The 19-year-old bride, Betty Ersula (Collison) Crabb, wife of a Delavan banking family scion – married only 5 weeks earlier – was dead of a gunshot wound! Her death occurred at the home of her husband’s parents, in the early morning hours.

This tragic tale and its grievous aftermath were told by Norman V. Kelly (1932-2020), a private investigator who after retirement turned his attention to writing mysteries and true crime books. Kelly was author of the 1999 book, “Shadow of a Nightmare: The true story of murder, deceit and greed in Delavan, Illinois – 1938.

Norman V. Kelly (1932-2020)

A copy of Kelly’s book is in the Pekin Public Library’s Local History Collection, along with copies of newspaper articles that reported on the event of Betty Crabb’s death and the resulting trials – literal and figurative – that brought down a once prominent family.

Kelly derived the title of his book from a 1 March 1938 conversation of two retired Delavan farmers:

“Did you hear about that young Crabb woman?”

“I surely did. I heard it was a suicide.”

“Could be. I heard they was at a party, drinkin’ you know. Hard tellin’.”

“Well, whatever it was, it’s gonna cast another dark shadow on that family, you can bet on that.”

“Shadow?
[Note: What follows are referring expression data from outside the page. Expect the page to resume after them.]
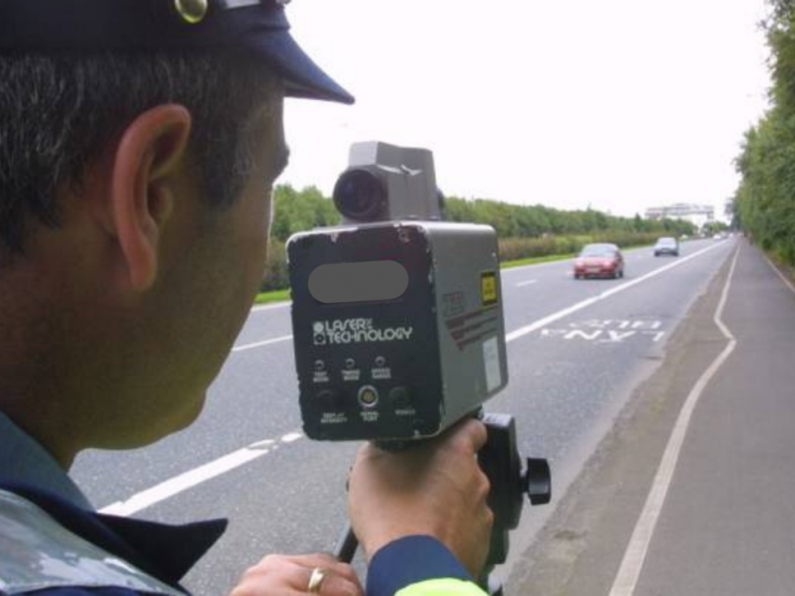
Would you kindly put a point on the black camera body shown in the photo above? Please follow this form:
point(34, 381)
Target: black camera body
point(398, 327)
point(398, 324)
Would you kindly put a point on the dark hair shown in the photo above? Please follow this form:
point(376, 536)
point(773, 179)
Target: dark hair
point(59, 112)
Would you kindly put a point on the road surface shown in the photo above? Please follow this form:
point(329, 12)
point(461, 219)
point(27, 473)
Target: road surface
point(577, 351)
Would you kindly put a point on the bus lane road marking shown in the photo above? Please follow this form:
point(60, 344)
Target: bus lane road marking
point(626, 579)
point(546, 321)
point(196, 476)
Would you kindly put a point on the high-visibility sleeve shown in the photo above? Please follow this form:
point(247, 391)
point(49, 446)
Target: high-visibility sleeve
point(442, 587)
point(414, 565)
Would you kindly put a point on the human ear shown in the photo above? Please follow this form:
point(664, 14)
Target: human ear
point(148, 159)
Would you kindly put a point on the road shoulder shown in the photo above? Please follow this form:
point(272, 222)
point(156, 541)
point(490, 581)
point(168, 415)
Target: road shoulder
point(580, 549)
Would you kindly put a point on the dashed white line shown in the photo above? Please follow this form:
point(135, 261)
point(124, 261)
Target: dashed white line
point(274, 306)
point(628, 574)
point(188, 480)
point(521, 332)
point(260, 344)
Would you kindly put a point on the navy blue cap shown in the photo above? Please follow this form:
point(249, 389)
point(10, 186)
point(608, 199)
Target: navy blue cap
point(256, 26)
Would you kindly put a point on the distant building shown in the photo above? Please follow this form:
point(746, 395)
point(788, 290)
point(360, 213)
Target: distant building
point(698, 215)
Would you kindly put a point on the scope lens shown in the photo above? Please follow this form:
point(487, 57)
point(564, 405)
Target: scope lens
point(359, 195)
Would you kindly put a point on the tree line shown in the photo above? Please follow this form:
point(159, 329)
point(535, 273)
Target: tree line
point(764, 204)
point(524, 231)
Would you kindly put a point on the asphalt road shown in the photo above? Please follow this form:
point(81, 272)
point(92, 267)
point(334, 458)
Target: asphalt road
point(691, 491)
point(576, 349)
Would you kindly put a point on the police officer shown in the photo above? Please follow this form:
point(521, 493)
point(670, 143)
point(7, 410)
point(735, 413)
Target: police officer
point(139, 141)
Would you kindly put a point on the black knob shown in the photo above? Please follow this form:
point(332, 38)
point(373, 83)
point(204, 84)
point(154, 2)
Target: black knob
point(538, 481)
Sounds more like a nightmare to me.”

From the title of Kelly’s book, the retelling or repeating of the story here at “From the History Room” is titled “A Nightmare’s Echo.”

But what did that farm mean by “another” dark shadow? To answer that question, we shall review the history of the Banking Crabbs of Delavan:

I. Daniel Crabb (1818-1888), a pioneer settler of Tazewell County, came to Sand Prairie Township in 1844, then settled in Dillon Township in 1846, and founded a private bank in Delavan in 1874. Daniel’s bank merged with Tazewell County National Bank in 1887. At his death, he left an estate valued at $300,000, an immense sum for that period. Daniel married Margaret F. Bailey, and their son was:

II. James Warren Crabb I (1854-1926), followed in his footsteps as a Delavan banker. He married Elizabeth S. Schureman and had a son named Warren Willis Crabb. Here is the biographical sketch of J. W. Crabb I from “From “Delavan: 1837-1937” –

“James Warren Crabb, son of Daniel and Margaret Bailey Crabb, was born December 28, 1854, in Dillon Township. Following his father, he entered the banking business in Delavan and soon became active in the community. He was active in the promotion of the Tazewell County Fair Association and served for a time as president of its board of directors. Always taking a close interest in civic affairs, he served as an alderman and in 1893 was elected mayor of the city. He donated the site of Ayer Public Library to the township He was a member of the Presbyterian Church, the Masonic fraternity, Mystic Shrine and Knights Templar. In 1875 he was married to Elizabeth Schureman, and to them were born three children. In a collision of his automobile with an Illinois Central train at the Locust Street crossing, he was killed March 30, 1926. As a mark of respect to one who had long served the people of his city, all business houses of the city were closed during his funeral.”

James Warren Crabb I, head of Tazewell County National Bank in Delavan, was the second generation of the Banking Crabbs of Delavan.

The sudden, accidental death of J.W. Crabb I in 1926 was the first shadow to fall upon the Banking Crabbs. The next shadow fell about 10 years later.

III. Warren Willis Crabb (1892-1947), also went into banking in Delavan like his father and grandfather, and expected his son to do the same. Married firstly Elizabeth Monroe, but he scandalously (as his contemporaries saw it) divorced her in 1936 and married a younger woman, Catherine Steinmetz of Peoria. W.W. Crabb’s eldest son, expected to follow his father as a banker, was James Warren Crabb II, popularly known as “Jimmie.”